Work is forging ahead on a series of projects to reroute Brazilian soybean exports through the Amazon, rather than travelling overland to southern ports, potentially slashing transport costs.
Most of Brazil’s soybean exports currently travel from the country’s row-crop belt by road, to ports in the developed south of the country.
But by moving the supply chain north, to be barged along the Amazon, transport costs could fall by nearly half, analyst Dr Michael Cordonnier said.
“With the United States pulling out of the Trans Pacific Partnership and threatening to undo the North American Free Trade Agreement, the Brazilian agricultural sector is anticipating a greater market share of the world’s agricultural exports,” Dr Cordonnier said.
Work is ongoing on the main highway out of Mato Grosso, the country’s top soybean growing state.
“On our recent visit to Mato Grosso, we actually drove on an honest-to-goodness freeway, something I thought I would never see in Mato Grosso,” Dr Cordonnier said.

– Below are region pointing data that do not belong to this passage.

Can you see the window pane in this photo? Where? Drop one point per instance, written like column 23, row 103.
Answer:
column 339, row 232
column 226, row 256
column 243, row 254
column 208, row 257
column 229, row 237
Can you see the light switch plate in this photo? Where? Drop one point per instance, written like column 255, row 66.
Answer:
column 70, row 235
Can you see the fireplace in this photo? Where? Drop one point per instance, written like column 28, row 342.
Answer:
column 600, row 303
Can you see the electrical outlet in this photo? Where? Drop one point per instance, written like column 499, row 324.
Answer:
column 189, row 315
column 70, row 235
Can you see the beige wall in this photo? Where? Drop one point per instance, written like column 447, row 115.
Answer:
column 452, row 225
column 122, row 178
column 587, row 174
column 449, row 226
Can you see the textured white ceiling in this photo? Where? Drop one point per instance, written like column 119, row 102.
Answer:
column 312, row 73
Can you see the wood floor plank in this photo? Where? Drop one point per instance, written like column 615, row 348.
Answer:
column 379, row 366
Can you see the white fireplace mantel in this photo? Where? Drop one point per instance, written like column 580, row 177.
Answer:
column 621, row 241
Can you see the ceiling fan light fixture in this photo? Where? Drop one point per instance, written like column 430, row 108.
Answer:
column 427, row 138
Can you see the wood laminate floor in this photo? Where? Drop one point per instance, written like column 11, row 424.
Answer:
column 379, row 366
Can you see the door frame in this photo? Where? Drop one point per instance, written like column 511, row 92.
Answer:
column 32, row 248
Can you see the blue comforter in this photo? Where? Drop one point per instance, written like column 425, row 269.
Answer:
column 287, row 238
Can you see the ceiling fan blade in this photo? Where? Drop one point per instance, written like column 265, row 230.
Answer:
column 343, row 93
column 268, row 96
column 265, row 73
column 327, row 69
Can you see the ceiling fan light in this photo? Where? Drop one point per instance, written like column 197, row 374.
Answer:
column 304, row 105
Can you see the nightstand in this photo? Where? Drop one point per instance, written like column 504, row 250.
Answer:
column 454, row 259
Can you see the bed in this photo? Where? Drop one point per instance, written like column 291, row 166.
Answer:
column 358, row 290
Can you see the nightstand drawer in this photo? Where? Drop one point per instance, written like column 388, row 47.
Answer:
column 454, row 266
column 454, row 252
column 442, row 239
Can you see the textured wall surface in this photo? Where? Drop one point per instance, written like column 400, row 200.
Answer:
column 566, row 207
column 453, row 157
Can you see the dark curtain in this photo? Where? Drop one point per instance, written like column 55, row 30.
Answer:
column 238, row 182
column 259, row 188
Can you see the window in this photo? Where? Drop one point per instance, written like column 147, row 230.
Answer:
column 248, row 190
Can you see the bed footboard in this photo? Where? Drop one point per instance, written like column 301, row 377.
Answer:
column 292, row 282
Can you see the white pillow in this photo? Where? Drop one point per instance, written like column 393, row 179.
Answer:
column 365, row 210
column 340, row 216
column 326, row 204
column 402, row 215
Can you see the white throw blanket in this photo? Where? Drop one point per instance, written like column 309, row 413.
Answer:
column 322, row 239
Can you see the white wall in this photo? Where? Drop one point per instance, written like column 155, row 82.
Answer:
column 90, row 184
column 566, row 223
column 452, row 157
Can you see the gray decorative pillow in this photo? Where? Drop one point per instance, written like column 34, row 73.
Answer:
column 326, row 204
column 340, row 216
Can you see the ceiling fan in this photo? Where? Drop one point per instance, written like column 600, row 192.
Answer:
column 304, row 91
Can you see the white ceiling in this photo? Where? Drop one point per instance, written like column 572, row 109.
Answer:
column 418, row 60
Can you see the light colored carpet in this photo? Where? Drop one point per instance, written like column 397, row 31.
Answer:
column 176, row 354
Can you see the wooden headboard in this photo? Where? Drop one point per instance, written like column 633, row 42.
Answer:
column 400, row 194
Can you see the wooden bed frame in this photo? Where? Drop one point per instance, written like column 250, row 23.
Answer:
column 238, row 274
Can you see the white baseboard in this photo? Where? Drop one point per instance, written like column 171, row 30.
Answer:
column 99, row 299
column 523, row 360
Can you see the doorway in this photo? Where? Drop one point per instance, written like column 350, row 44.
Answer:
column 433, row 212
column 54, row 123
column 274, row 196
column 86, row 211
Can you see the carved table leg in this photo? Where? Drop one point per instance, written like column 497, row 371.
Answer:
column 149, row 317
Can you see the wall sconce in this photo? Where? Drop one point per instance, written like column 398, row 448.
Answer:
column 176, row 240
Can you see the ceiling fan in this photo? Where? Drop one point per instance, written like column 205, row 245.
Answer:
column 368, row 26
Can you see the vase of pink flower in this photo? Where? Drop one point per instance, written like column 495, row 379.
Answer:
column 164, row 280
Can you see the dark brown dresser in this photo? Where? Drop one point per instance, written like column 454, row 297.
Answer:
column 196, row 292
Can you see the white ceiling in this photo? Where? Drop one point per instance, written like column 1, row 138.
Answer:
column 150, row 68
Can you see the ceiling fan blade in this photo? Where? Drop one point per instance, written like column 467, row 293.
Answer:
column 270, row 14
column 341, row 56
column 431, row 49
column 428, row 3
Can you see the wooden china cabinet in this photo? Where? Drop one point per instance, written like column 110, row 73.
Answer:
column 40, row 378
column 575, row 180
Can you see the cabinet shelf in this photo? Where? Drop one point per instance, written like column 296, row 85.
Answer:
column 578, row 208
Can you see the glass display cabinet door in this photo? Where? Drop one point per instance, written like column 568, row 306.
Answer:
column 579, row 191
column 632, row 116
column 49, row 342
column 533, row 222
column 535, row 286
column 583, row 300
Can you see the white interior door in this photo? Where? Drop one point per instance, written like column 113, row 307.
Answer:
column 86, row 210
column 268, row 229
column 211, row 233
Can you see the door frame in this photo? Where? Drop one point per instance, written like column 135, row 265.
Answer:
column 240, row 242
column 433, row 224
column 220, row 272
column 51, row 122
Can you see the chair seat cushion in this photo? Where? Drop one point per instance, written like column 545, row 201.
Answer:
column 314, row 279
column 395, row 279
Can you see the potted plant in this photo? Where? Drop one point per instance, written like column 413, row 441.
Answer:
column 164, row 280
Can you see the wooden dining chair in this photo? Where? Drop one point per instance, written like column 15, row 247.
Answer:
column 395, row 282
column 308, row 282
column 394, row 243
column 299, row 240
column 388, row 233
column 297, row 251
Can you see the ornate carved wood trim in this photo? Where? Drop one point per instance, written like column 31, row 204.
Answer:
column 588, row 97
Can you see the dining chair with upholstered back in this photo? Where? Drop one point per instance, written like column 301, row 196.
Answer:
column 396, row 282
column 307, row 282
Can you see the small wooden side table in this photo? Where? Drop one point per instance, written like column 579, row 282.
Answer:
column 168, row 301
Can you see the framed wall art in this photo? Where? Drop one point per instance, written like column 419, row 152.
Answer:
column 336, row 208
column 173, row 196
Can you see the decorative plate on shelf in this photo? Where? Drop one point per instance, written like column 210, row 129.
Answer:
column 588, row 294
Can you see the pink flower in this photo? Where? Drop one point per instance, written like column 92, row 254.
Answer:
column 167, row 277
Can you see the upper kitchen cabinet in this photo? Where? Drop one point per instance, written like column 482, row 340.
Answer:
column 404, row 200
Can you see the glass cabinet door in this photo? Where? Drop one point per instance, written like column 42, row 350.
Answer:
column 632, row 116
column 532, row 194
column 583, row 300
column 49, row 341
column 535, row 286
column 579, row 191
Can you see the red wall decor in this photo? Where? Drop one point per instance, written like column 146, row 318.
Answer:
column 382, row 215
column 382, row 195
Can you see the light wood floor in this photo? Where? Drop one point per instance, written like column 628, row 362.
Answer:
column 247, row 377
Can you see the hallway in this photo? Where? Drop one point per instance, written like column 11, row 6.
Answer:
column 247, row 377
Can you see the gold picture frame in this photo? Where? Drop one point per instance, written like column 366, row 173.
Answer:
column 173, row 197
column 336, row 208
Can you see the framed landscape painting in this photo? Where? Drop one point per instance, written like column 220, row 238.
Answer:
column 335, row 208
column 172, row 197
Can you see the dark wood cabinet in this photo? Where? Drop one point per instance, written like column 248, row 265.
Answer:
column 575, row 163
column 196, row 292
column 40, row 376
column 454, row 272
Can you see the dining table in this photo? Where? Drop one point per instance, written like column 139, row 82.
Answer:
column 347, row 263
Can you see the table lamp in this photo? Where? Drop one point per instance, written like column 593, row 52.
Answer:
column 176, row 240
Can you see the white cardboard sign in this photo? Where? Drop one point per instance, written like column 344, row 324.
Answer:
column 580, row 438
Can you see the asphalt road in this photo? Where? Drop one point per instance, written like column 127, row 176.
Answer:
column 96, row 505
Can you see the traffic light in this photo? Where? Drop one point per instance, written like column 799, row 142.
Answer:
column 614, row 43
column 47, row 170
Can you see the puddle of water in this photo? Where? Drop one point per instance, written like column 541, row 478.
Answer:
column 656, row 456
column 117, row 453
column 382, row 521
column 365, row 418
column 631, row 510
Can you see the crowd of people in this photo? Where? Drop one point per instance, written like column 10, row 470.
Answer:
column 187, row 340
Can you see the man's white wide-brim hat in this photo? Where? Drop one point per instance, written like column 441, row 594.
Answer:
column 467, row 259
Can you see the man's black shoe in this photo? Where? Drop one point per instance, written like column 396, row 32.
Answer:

And as well as improving the route south out of Mato Grosso, the road is being asphalted from the north of the state to the Amazon River.
“Hopefully, the project may be completed by the end of 2017.”
“Once completed, a huge amount of soybeans and corn in Mato Grosso will flow north to ports and barging operations on the Amazon River instead of to ports in southern Brazil.”
Rail, barge, and port development
The resurfacing of the northern part of the highway is part of an ongoing development of the so called “northern arc” of ports, based along the Amazon River and along the country’s northern coast.
“These half-dozen ports are being built and/or expanded to handle soybean and corn exports from central Brazil.”
As well as the road improvements, bidding is taking place on a railway project to take train to the Amazon.
There are also expansions of the Amazon barging infrastructure, to take carry grain to the northern arc ports.
“It will be years before all these projects are completed, but once up and running, the cost of transporting Brazilian grain to overseas markets could be reduced by as much as 40% making Brazilian products more competitive in world markets,” Dr Cordonnier said.